What I Learned From My Breast Cancer Care Team
Get tips from the professionals who always have your back.
As you proceed along your journey, don’t forget to tap the wisdom of the special team at your side—oncology nurses, social workers, chemo infusion nurses and others. That’s what these chemo patients did, and it made their journeys so much easier. If you’d like to try any of their tips, be sure to get your oncologist’s okay.
“Soothe mouth sores”
“I had trouble with mouth sores, and my oncology nurse recommended Biotene as a moisturizing mouth rinse, and also a lidocaine spray to numb the areas that were particularly painful,” says a grateful Deb Merrifield, a breast cancer survivor from Buffalo. “She would listen to anything, look at anything I asked—no complaint, no question was too small.”
“Get clearance for any supplements you take”
“My cancer center’s nutritionist advised me that some common supplements, like vitamin C and CoQ10, could interfere with my chemo combo,” says Cheryl Solimini, a Milford, PA, endometrial cancer survivor. “She did say I could continue taking calcium and vitamin D3 for bone health, and add B6 to reduce or prevent nerve damage.”
“Ease chemo after-effects with glutamine”
“After my treatments were over, I visited the nutritionist about my lingering side effects,” says Cheryl. “She suggested glutamine, a naturally occurring amino acid that treatment can deplete. Within a week, I felt remarkably better—I had more energy, a calmer tummy, less numbness in my hands and feet, even my brain seemed more focused.”
“Quell nausea with ginger”
“My nutritionist suggested that ginger was a good, natural antinausea supplement,” says Jake Bouma, a Hodgkin’s lymphoma survivor in Des Moines. “We purchased ginger snaps and my wife, Libby, found a recipe for ginger chicken-noodle soup, which became a staple of my diet throughout treatment.”
Breast cancer support service retreat
“Restorative yoga works wonders!”
Barbara Gallagher discovered Breast Cancer Options, a nonprofit group near her home in Florida, NY, and signed on for a free retreat for people with metastatic breast cancer. “The weekend was incredible, with discussions and workshops, including one on restorative yoga, a series of relaxing, supported movements. Afterward, a friend gave me a bolster pillow and I bought a yoga DVD. I now do it 15 minutes in the morning and for an hour every night. It works wonders to ease my back pain.”
“There is financial help out there!”
“I lost my job and benefits just before I was diagnosed with ovarian cancer,” says Debra Musolino, a fitness instructor in Manalapan, NJ. “That my cancer was caught early was a fluke: My dog jumped on my stomach—something he’d never done before—and the pain I felt turned out to be the tumor. But now I was looking at four months of chemotherapy and no way to pay for it.
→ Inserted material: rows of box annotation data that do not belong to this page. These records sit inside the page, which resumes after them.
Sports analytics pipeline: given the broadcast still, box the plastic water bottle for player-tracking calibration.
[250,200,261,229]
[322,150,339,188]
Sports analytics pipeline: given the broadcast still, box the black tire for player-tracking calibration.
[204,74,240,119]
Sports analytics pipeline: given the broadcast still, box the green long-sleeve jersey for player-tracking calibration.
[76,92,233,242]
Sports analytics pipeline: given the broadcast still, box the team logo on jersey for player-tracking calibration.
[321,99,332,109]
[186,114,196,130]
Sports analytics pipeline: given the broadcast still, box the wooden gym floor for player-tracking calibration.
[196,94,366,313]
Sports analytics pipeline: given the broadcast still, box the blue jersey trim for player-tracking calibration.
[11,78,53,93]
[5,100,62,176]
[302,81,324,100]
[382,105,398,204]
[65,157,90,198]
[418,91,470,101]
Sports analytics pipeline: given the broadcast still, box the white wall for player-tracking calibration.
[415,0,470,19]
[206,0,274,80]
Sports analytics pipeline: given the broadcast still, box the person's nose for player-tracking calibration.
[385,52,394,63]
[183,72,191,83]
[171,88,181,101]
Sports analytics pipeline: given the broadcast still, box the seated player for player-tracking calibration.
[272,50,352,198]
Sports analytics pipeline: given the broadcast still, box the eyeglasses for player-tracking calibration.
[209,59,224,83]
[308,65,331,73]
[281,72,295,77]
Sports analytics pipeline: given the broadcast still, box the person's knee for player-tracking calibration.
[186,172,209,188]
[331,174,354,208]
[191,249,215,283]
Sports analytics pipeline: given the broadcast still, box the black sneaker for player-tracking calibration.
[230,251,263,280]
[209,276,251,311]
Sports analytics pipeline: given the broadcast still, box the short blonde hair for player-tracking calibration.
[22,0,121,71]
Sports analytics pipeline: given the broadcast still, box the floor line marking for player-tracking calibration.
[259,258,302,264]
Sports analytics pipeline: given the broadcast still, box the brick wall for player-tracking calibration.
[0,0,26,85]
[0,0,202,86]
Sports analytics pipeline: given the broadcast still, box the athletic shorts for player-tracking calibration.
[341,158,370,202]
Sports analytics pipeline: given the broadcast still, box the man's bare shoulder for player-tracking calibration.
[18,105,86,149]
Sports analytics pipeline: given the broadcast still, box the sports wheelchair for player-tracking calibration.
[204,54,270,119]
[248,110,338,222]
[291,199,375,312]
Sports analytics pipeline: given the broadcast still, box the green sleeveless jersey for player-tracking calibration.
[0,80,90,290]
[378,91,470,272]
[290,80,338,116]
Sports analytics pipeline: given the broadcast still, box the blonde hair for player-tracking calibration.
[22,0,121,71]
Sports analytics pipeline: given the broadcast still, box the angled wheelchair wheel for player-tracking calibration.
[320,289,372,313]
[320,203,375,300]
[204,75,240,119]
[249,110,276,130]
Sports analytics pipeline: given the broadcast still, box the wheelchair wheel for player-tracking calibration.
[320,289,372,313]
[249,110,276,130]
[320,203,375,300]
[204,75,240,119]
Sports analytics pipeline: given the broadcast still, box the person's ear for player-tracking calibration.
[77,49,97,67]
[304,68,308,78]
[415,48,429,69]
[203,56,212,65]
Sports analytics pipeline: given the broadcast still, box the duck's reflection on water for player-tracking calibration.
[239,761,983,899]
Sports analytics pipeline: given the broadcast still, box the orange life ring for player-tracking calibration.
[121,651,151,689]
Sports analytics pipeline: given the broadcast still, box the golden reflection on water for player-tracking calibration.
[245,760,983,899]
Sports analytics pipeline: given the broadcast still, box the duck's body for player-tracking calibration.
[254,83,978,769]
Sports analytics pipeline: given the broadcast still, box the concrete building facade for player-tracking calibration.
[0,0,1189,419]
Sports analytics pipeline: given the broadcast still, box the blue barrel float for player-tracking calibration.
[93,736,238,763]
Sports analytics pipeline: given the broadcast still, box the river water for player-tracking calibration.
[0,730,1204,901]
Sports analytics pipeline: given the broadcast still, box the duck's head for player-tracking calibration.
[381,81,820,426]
I also couldn’t afford to delay treatment. The social worker at the hospital steered me toward programs that could help and taught me how to bargain with the billing department. I learned about a local organization, Raising Hope for Others, that contributed $20,000 toward my medical expenses.”
Chemo infusion nurse
“Consider a port"
“My infusion nurse explained that having a port put in your chest would spare the veins in your arm and allow doctors and nurses intravenous access any time it was needed,” says breast cancer survivor Jennifer Chudy Simon, from Long Valley, NJ. “After doing some research, I decided to go ahead and have the surgical procedure done. I have always been grateful to that nurse. It so happened that, because of dehydration, I needed fluid transfusions on days three and four after the chemo infusion. If I had not had the port, I would really have suffered, and there is a possibility the damage could have been permanent!”
“It’s okay to let your moods do the talking!”
“For about five days after receiving chemo, I’d feel angry and just not myself,” says breast cancer survivor Denise McCroskey from Oregon, OH. “Nurse Lynn told me I was having mood swings because of the steroids given before chemo. ‘Be patient with yourself. It will go away,’ she said, adding, ‘Take advantage of it, too! It’s the drugs talking, but some people need to hear what your mood swings have to say.’ From that day on, I was much easier on myself. And I was also able to warn others about my seesaw emotions.”
Oncology massage therapist
“Oncological massage can ease neuropathy”
“My cancer center offered free hand and foot massages during chemotherapy,” says Betsy Busby, a breast cancer survivor in Austin, TX. “It was such a nurturing and relaxing experience that I scheduled regular massages with the oncological massage therapist, Geri Ruane, a few days before chemo and a few days after. She explained that oncological massage, which is gentler than the usual deep-tissue massage, can help with circulation, improve sleep and ease neuropathy!” To find a certified therapist near you, check with your healthcare provider or the Society for Oncological Massage (s4om.org).